DRMacIver's Notebook

Berkson’s paradox is everywhere

Berkson’s paradox is everywhere

Everyone likes to tell you that correlation is not causation. They’re right, but they’re also boring. Also all of their examples are wrong.

What they don’t tell you about so often is the most common reason why correlation does not imply correlation is that most of the correlations you see in day to day life are, in some sense, fake: They are not present in the underlying reality, they’re an artifact of how you’re looking at it.

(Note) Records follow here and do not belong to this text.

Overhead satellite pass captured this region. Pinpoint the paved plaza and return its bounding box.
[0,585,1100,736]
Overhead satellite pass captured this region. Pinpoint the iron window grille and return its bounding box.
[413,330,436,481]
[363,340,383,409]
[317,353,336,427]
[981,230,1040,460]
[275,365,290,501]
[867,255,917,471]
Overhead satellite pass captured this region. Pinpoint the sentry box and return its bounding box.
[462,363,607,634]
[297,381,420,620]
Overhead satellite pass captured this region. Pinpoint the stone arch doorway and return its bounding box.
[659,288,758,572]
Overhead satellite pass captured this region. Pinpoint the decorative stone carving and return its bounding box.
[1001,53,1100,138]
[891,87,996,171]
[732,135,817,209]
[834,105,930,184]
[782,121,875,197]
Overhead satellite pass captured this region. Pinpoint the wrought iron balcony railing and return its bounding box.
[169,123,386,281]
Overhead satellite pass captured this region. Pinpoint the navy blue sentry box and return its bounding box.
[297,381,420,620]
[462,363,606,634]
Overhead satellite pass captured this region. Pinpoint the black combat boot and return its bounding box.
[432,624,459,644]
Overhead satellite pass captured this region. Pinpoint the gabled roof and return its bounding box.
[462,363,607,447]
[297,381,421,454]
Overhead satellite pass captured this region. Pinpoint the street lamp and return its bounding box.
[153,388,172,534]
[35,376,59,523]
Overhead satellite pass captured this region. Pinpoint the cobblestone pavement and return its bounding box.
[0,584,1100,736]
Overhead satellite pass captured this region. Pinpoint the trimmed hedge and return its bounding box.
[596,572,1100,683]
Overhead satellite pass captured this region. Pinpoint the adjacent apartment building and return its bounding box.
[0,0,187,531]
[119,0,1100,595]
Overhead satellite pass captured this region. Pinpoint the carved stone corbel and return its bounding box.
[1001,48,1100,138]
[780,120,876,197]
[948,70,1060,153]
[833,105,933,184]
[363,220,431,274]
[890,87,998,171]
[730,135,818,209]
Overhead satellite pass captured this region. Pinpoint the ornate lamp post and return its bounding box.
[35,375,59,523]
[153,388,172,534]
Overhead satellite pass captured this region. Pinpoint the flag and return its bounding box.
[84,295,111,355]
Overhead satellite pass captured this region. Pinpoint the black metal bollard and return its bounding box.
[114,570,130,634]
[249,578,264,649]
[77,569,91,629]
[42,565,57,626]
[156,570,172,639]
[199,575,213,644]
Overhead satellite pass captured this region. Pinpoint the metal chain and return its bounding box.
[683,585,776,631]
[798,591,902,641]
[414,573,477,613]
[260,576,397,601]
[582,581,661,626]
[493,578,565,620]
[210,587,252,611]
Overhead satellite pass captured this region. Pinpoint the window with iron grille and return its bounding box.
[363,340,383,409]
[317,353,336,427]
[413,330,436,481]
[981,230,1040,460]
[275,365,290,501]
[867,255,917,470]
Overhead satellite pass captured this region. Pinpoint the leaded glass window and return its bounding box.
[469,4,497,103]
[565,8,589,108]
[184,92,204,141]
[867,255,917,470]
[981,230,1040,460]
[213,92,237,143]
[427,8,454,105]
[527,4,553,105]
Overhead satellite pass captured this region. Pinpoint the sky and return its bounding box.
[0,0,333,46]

This is Berkson’s paradox.

My go to example of this (I don’t actually know if it’s true, but it’s a nice illustration) is that professional tennis players tend to be either tall or fast - tall tennis players tend to be slower, fast tennis players tend to be shorter.

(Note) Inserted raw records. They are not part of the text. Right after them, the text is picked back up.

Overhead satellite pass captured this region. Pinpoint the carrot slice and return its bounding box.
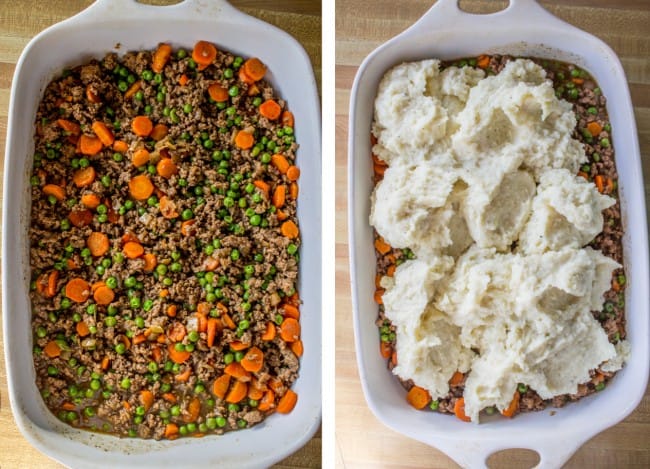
[151,43,172,73]
[79,134,103,156]
[72,166,96,187]
[65,278,90,303]
[259,99,282,120]
[212,374,230,399]
[280,318,300,342]
[131,116,153,137]
[277,389,298,414]
[43,184,65,202]
[129,174,154,200]
[454,397,472,422]
[226,381,248,404]
[192,41,217,68]
[92,121,115,147]
[208,83,229,103]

You could come up with some complicated biological explanation about why these two traits might be negatively correlated, but it would be wrong, because they’re not negatively correlated in the general population, or at least not to the same degree. The reason is much simpler than that: Short, slow, people will rarely play tennis professionally.

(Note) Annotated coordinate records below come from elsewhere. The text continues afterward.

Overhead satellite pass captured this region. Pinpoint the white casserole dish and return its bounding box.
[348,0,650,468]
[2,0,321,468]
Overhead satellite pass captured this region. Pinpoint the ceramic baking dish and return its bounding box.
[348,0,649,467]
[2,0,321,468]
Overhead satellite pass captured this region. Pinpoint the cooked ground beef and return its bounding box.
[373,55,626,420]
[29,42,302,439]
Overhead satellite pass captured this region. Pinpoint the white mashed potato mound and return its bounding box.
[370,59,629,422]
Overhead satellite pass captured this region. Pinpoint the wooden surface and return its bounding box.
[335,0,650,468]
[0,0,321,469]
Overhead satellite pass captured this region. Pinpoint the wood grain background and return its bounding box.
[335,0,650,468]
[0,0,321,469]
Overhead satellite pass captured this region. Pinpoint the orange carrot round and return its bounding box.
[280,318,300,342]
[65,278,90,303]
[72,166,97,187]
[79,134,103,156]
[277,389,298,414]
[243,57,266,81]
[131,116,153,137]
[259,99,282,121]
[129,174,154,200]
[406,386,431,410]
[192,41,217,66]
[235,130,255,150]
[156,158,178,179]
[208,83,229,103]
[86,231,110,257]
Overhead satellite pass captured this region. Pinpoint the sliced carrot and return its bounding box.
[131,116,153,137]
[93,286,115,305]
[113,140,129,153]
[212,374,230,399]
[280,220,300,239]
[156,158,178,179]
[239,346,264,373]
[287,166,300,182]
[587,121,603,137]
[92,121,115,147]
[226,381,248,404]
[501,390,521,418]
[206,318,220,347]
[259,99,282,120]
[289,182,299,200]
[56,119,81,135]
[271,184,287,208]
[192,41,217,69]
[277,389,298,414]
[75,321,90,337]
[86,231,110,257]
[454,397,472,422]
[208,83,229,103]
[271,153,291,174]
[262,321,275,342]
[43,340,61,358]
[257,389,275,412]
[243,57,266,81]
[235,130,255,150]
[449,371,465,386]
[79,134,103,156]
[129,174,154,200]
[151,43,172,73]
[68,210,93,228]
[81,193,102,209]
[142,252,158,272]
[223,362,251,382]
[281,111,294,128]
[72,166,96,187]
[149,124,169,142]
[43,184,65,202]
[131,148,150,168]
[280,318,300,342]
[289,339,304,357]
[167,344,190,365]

As a result, if height and speed are entirely independent of each other (even if they’re slightly positively correlated!) when you look at professional tennis players they will become negatively correlated, because it’s more likely to be one or the other than it is to be both.

This may seem like a weird niche edge case, but once you start noticing it it’s everywhere.

For example, you know how popular things are often kinda bad and the really good things are niche? Is that true, or is it just that you don’t notice things that are bad and unpopular?

You know how people who disagree with you seem kinda shouty? Do you notice people who disagree with you and are not shouty?

This repeats over and over again: The patterns we see in day to day life come as much from the process that causes us to observe the data as it does from any underlying causal mechanism.

Does this matter? I think it does, for two reasons:

  1. As with “correlation does not imply causation” in general, we need to be careful about letting the inferences we draw suggest actions unless we understand what the actual causal mechanism is.
  2. Because these correlations come from the process rather than reality, if the process changes then many of our old inferences become invalid.
  1. is particularly important when we experience culture shifts, because the entire generating process will have changed, so many things we thought were true become invalid.